Un dios entre los hombres

EL COMIENZO DE TODO

"El amor de dos personas de corazón puro pero de orígenes bien diferentes y que ni siquiera deberían haberse conocido."

Esta historia me ha transmitido muchos sentimientos y tan intensos... Que son difíciles de explicar... Son historias que me gusta compartir con vosotros. Espero que lo disfrutéis un saludo mis queridos lectores. "

1r Capitulo

Hércules se demoró en llegar. Cuando alcanzó su destino saludó a Cíniras con un rápido gesto, atravesó la barrera y se dirigió directamente a los baños. Nadie cuestionaba sus ausencias, a excepción del lanista. A pesar de la grave lesión que había sufrido meses atrás, todavía era considerado el campeón de Roma y gozaba de su total confianza para entrar y salir del ludusa placer.
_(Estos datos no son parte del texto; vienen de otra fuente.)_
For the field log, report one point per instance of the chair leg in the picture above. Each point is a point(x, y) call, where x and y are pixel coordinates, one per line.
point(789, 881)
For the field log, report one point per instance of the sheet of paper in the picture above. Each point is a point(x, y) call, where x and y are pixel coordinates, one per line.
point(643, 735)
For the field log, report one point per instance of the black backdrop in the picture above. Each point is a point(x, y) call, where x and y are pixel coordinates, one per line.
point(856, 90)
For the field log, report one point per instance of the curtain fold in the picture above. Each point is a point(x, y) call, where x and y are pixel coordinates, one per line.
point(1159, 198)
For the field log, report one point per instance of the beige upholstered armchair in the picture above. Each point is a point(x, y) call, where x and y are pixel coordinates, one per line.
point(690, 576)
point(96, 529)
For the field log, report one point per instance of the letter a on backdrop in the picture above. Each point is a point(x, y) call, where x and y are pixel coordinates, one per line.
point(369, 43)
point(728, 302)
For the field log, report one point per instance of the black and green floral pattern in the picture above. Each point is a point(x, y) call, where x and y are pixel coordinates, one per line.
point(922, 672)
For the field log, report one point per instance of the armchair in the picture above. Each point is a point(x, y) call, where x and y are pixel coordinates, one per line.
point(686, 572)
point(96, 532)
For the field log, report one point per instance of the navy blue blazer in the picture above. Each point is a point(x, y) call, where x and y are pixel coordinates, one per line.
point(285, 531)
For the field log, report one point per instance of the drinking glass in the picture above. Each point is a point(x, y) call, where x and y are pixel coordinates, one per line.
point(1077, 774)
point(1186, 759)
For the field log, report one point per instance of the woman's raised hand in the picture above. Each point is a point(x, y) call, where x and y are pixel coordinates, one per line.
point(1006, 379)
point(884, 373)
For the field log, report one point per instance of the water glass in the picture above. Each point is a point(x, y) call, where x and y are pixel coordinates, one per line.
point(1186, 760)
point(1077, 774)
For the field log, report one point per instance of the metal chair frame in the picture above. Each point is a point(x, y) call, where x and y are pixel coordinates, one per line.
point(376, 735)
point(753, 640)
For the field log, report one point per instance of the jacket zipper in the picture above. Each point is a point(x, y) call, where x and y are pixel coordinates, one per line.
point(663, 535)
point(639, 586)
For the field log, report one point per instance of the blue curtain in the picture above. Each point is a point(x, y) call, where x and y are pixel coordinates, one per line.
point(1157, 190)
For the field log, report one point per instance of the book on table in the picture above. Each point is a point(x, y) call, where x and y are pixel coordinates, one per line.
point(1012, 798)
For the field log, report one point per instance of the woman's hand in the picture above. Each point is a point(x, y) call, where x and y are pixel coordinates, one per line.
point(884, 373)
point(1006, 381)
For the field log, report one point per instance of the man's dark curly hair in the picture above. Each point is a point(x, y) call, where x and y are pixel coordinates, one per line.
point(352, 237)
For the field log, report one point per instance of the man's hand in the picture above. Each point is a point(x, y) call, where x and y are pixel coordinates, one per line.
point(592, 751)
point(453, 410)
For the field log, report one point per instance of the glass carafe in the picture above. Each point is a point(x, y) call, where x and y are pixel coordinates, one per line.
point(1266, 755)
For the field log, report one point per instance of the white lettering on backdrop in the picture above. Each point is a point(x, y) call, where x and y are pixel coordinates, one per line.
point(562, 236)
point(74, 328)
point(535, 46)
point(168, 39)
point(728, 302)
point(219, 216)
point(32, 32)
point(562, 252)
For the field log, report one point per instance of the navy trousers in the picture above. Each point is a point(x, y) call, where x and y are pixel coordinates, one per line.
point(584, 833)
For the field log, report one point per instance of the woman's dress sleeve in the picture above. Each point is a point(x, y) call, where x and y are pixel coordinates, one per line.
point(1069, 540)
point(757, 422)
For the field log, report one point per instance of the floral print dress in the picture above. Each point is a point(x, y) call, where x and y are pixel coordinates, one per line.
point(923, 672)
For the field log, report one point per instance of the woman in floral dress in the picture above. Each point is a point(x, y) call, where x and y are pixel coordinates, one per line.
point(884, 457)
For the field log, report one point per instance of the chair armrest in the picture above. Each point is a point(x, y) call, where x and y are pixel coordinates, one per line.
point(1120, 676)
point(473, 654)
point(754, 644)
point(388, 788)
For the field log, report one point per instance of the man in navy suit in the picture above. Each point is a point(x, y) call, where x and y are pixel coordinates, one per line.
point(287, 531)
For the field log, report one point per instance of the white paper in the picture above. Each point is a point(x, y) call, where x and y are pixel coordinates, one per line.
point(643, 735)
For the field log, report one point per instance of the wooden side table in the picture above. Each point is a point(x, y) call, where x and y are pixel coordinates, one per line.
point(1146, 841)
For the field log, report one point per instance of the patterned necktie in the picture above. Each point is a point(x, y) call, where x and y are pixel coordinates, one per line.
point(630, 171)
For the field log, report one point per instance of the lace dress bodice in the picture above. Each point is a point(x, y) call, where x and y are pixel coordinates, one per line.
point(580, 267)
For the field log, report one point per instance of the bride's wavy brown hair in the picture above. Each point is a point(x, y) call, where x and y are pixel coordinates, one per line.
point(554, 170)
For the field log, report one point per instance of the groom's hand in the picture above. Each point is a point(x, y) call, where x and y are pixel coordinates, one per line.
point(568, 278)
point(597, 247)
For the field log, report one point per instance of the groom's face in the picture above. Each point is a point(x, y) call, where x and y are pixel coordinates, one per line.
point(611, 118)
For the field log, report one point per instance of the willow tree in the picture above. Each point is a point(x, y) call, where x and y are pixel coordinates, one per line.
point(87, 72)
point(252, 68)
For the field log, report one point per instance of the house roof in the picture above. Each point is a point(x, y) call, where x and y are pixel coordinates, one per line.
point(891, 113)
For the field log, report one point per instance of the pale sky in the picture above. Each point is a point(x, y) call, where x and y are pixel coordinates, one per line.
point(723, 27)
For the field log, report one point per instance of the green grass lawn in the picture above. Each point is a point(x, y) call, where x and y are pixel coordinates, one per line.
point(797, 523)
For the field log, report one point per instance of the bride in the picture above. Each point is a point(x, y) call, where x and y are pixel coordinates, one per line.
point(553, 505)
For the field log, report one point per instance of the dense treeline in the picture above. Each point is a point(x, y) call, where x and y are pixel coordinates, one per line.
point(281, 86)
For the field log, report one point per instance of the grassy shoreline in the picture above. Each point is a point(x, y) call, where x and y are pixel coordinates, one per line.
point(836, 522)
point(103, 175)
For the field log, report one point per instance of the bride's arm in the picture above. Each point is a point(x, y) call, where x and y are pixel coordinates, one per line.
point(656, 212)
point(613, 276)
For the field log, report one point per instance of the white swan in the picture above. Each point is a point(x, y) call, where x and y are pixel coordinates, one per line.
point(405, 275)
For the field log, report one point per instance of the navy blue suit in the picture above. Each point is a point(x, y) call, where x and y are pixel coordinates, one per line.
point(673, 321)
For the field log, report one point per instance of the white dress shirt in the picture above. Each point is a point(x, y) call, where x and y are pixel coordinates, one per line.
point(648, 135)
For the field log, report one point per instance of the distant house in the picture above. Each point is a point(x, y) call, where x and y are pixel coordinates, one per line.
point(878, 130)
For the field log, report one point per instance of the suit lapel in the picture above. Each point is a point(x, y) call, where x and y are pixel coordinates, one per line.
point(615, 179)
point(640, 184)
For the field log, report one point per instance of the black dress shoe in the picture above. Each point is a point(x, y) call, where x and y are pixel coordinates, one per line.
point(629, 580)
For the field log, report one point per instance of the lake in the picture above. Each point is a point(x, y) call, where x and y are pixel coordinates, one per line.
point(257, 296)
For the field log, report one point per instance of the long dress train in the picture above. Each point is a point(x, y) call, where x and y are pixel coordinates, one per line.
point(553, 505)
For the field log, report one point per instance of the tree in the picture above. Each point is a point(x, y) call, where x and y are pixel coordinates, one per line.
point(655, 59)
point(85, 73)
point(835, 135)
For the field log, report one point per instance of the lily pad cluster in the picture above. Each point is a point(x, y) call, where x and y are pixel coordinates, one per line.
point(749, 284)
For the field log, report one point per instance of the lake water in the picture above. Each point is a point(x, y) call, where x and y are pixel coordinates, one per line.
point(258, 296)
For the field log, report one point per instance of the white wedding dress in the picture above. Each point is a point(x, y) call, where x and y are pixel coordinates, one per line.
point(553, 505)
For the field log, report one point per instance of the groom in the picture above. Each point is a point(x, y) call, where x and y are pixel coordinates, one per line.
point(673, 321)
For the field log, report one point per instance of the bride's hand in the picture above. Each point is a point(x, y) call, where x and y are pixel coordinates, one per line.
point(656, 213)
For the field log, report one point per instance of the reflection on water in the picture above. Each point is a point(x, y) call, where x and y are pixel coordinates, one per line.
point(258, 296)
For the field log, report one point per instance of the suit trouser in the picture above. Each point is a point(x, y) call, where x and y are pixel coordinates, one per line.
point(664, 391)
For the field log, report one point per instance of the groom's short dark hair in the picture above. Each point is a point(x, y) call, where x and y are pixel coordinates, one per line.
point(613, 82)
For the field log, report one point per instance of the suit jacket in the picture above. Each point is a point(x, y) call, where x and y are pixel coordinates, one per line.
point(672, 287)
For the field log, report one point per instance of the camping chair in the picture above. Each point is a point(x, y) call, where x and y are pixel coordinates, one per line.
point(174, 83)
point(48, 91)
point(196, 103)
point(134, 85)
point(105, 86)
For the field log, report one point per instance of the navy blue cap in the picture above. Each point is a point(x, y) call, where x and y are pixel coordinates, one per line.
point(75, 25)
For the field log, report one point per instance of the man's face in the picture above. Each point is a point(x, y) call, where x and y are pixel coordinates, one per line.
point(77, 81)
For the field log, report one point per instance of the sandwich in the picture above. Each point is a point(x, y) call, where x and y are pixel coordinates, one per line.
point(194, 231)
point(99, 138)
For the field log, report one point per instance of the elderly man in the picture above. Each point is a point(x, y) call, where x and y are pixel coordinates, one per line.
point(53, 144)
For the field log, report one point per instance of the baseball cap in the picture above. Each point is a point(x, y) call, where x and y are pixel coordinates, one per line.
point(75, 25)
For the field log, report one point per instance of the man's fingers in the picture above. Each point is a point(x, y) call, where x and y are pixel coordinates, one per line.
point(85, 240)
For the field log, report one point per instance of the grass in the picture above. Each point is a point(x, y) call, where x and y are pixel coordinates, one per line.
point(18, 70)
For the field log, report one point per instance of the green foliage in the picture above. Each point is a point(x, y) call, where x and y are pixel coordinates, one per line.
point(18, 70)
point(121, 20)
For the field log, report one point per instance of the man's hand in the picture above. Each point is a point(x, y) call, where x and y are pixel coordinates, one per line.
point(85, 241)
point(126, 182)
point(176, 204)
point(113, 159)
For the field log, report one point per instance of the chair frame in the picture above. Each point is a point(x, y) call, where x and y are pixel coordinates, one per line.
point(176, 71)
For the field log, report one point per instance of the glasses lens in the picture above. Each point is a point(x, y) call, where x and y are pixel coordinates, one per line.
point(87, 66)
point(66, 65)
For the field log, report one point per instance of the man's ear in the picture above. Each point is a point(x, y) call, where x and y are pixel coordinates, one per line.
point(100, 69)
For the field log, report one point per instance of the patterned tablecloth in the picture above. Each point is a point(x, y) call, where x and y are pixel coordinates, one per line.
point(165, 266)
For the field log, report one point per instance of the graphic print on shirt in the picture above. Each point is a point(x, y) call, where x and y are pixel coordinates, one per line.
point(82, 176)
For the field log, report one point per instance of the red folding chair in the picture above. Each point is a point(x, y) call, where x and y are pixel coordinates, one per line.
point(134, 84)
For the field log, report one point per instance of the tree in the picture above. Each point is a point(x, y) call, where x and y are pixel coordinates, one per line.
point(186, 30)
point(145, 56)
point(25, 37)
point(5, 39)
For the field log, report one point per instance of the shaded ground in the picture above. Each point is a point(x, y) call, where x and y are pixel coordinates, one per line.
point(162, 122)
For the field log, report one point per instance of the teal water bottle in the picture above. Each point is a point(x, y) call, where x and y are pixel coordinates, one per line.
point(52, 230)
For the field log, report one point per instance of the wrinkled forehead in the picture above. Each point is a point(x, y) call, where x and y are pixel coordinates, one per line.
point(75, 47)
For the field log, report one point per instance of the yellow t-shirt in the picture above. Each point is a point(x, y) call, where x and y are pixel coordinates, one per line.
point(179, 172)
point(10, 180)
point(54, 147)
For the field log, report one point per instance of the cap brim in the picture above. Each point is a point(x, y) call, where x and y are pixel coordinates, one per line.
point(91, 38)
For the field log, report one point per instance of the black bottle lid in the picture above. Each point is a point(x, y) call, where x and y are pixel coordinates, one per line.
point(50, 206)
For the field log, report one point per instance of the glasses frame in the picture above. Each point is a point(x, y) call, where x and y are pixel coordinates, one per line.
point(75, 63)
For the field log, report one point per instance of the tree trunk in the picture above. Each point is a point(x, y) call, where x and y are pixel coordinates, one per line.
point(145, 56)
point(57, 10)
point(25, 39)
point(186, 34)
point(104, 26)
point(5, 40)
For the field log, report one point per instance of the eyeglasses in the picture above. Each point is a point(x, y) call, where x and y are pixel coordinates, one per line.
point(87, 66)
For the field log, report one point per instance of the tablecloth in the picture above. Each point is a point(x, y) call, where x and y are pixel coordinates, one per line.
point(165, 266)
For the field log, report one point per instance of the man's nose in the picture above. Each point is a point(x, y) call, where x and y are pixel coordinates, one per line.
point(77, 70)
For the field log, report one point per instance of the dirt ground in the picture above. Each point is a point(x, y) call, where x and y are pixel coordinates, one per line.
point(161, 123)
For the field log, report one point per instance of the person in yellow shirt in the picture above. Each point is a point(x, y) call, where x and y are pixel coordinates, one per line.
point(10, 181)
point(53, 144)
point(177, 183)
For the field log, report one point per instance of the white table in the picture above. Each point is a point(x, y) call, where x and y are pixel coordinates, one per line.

Todavía en el atrio empezó a quitarse la túnica y cuando llegó a la piscina ya estaba desnudo. Más pausadamente se adentró en el agua, agradeciendo la tibieza del líquido elemento que relajó sus músculos. También ansiaba liberar su mente, pero no sería ese el día en que esta le dejara en paz.

Porque recordó.

A los dieciseis años había sido emboscado por un escuadrón de exploradores romanos mientras viajaba con su padre, su madre y su prima con el fin de visitar a la familia de esta.

Hércules se tensó de rabia al recordar el rostro de aquel romano. Aquel que, tras abatir a su padre, lo había separado de su madre y se lo había llevado a Roma, la capital del Imperio que le había arrebatado su identidad.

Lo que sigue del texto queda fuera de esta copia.